Lecture 9
Arbiters
9.1
Introduction
An arbiter
circuit controls the exclusive access of one out of a number possibly competing
processes to a shared resource. The circuit has one
binary incoming line INj from each
process #j , and one binary outgoing line OUTj
to each process #j.
The
up-transition of INj is denoted Rj (request), its down-transition is denoted Dj (done). Similarly, the up- and
down-transitions of OUTj are denoted Gj (grant) and Aj (ack), respectively.
The various
line changes are interpreted as follows.
(1) R1
: process #1 requests access (to the shared resource)
(2) G1
: the resource is free and access is granted
(3) D1
: process #1 releases the resource
(4) A1 : access withdrawn.
We expect an
arbiter circuit to satisfy the following requirements.
(1) Mutual Exclusion.
Only one process may have access to the shared resource.
(2) Grants only on
Request.
(3) Fairness.
Any request by a process is eventually
granted.
9.2
The RGDA Arbiter
We now
consider a two-process arbiter, referred to as RGDA arbiter. For an informal
description and a graphical representation, see [EDIS]/rgda-arbiter.
9.4
Verification
Let us now check
whether the requirements formulated in Section 9.1 are indeed satisfied.
We have to
show that event G1 (“the resource is granted to process #1”) may be followed by
event G2 only if event D1 (“release of resource by process #1”) intervenes. Similarly, D2 must intervene, should G2
be followed by G1.
One way of
showing that this requirement is indeed satisfied, is as follows. We consider arb\{R1,R2,A1,A2}. The outcome
becomes:
(*[G1;D1] || *[G2;D2]) || *[G1;D1
[] G2;D2] .
One easily
verifies that the above expression reduces to
*[G1;D1 [ ] G2;D2],
since *[P [] Q] is evidently a subsystem of *P || *Q .
This clearly
shows that the mutual exclusion requirement is satisfied.
To show that a
grant Gi (i=1,2) always follows a request Ri,
we may simply hide (i.e., replace by ‘i’) in the
above representation of RGDA all events, except Ri
and Gi, and proceed as above. The outcome will be
that Ri and Gi indeed alternate.
Fairness
However, the
above arbiter is not fair! Namely process #1 may hold on to the resource
forever, although process #2 has requested it. Indeed, the following infinite
event sequence is feasible:
R1;G1;R2;D1;A1; (R1;G1;D1;A1;)∞
where ∞ denotes “repeat forever”
9.5 Exercises
Exercise Ex9.1 Look at the RGD Arbiter also specified within the
[EDIS]-document. Prepare a BLA description. Verify this arbiter,
similar to the above Section 9.4.
Exercise
Ex9.2 Apply CADP to verify the
RGDA arbiter.
Exercise Ex9.3 Extend the RGDA arbiter to one where 3 processes
share a single resource. Prepare a documentation consisting of BLA and proper LOTOS descriptions as
well as the relevant verification.
9.6
Further
A “nacking” arbiter is an improved
version of the above RGDA-arbiter. To find out more, see [EDIS].
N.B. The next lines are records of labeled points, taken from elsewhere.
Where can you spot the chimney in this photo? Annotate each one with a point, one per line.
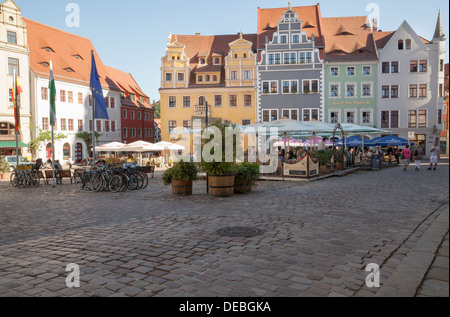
(375, 25)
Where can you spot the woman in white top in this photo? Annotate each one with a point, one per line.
(434, 158)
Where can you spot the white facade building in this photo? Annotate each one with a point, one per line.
(14, 55)
(71, 58)
(73, 115)
(410, 83)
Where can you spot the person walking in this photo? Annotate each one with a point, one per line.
(434, 159)
(406, 158)
(418, 156)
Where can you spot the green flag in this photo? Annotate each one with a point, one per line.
(52, 97)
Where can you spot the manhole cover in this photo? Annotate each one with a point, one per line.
(240, 232)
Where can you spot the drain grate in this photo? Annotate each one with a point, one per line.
(239, 232)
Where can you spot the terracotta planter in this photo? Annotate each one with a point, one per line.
(182, 188)
(221, 186)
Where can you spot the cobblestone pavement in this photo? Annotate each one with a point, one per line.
(317, 237)
(436, 280)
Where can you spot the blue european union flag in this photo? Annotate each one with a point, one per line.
(100, 105)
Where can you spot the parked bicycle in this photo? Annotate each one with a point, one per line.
(113, 178)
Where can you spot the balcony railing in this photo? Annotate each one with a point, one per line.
(200, 111)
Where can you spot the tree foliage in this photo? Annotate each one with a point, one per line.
(45, 137)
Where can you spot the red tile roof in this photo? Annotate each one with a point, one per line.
(268, 22)
(128, 85)
(348, 38)
(208, 45)
(67, 51)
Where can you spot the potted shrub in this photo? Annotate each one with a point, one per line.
(181, 177)
(221, 175)
(247, 174)
(4, 169)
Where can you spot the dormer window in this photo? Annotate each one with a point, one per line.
(12, 37)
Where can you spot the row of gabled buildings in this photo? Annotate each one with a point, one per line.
(302, 66)
(27, 47)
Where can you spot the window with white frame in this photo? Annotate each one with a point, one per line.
(351, 71)
(350, 90)
(291, 114)
(334, 71)
(334, 116)
(367, 90)
(270, 115)
(350, 116)
(290, 86)
(311, 114)
(366, 116)
(334, 90)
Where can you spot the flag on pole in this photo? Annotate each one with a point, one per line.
(97, 92)
(16, 91)
(52, 89)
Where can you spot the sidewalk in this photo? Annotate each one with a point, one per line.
(425, 270)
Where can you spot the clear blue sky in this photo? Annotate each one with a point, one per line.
(132, 35)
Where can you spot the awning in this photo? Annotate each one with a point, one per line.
(11, 144)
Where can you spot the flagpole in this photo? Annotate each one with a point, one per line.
(16, 119)
(93, 123)
(52, 122)
(53, 157)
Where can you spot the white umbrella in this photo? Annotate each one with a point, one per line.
(170, 146)
(110, 147)
(142, 146)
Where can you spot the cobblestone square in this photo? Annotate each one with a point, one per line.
(317, 238)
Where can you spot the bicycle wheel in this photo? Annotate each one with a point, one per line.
(125, 183)
(79, 180)
(34, 180)
(13, 180)
(115, 184)
(97, 182)
(145, 179)
(133, 184)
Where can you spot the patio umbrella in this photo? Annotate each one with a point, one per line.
(141, 147)
(316, 142)
(392, 140)
(110, 147)
(353, 141)
(289, 142)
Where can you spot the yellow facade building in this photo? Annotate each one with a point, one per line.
(215, 71)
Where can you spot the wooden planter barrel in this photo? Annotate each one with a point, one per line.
(221, 186)
(182, 188)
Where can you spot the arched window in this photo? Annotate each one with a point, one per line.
(48, 149)
(408, 44)
(6, 128)
(66, 151)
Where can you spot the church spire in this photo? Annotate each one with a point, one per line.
(439, 32)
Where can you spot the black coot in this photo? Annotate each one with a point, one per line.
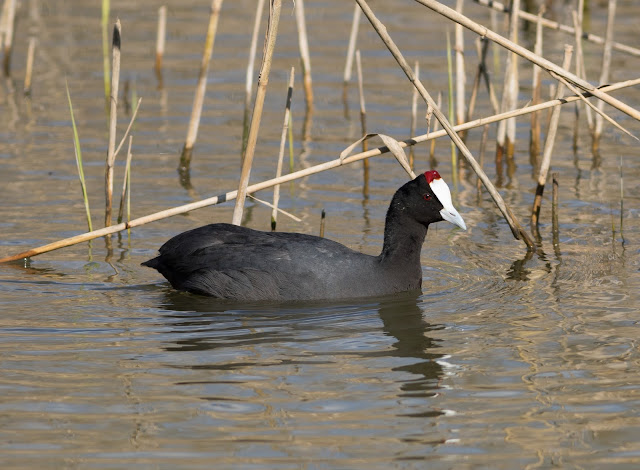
(232, 262)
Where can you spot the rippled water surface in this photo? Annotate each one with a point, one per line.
(504, 360)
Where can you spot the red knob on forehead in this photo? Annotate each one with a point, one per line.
(431, 175)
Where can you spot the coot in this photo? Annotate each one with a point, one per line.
(231, 262)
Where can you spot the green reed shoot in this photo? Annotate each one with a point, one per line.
(76, 145)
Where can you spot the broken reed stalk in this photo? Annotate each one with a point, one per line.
(290, 177)
(363, 122)
(270, 41)
(530, 56)
(201, 88)
(497, 6)
(160, 42)
(303, 42)
(534, 132)
(505, 135)
(351, 49)
(9, 15)
(283, 139)
(548, 146)
(126, 186)
(106, 66)
(248, 90)
(460, 72)
(606, 65)
(517, 230)
(113, 112)
(29, 69)
(79, 164)
(414, 113)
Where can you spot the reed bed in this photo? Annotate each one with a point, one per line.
(575, 82)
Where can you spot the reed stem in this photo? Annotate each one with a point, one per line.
(198, 100)
(270, 42)
(29, 69)
(248, 91)
(283, 139)
(516, 228)
(113, 117)
(523, 52)
(79, 164)
(160, 42)
(106, 66)
(548, 146)
(283, 179)
(304, 52)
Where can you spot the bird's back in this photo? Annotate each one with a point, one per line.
(228, 261)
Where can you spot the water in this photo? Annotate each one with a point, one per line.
(505, 360)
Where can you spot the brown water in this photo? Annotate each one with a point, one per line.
(504, 361)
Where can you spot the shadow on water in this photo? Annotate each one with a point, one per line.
(203, 324)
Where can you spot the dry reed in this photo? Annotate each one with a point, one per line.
(9, 18)
(270, 42)
(517, 230)
(79, 164)
(548, 147)
(523, 52)
(506, 133)
(160, 42)
(290, 177)
(497, 6)
(248, 91)
(460, 71)
(283, 139)
(604, 70)
(414, 114)
(29, 68)
(115, 81)
(106, 66)
(303, 43)
(363, 123)
(201, 88)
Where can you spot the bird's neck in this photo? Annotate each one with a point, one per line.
(403, 238)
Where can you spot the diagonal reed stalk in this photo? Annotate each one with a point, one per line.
(115, 80)
(516, 229)
(269, 45)
(283, 138)
(293, 176)
(363, 124)
(79, 164)
(530, 56)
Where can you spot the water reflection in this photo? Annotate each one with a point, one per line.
(199, 323)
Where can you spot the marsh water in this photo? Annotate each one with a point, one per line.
(503, 360)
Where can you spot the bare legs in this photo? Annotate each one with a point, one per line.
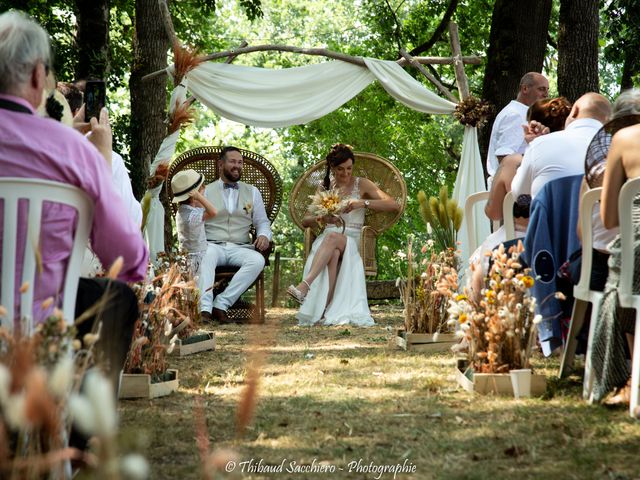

A quite simple specification and verification of an arbiter
can be found in [Sta94].
9.7
References
[EDIS]
http://edis.win.tue.nl/sys
[Sta94] J.Staunstrup, A Formal Approach to Hardware Design,
Kluwer Academic Publ.,
1994.
9.8
Solution of Ex9.2
Below is a
LOTOS-file representing the RGDA arbiter.
specification arb[R1,G1,D1,A1,R2,G2,D2,A2]:noexit
behaviour
arb[R1,G1,D1,A1,R2,G2,D2,A2[
where
process arb[R1,G1,D1,A1,R2,G2,D2,A2]:noexit: =
(cy[R1,G1,D1,A1]|||cy[R2,G2,D2,A2])|[G1,D1,G2,D2]|
mex[G1,D1,G2,D2]
endproc
process cy[R,G,D,A]:noexit:=
R;G;D;A;cy[R,G,D,A]
endproc
process mex[G1,D1,G2,D2]:noexit:=
G1;D1;mex[G1,D1,G2,D2]
[]
G2;D2;mex[G1,D1,G2,D2]
endproc
endspec
To verify this
arbiter, use CADP to implement the approach of Section 9.4.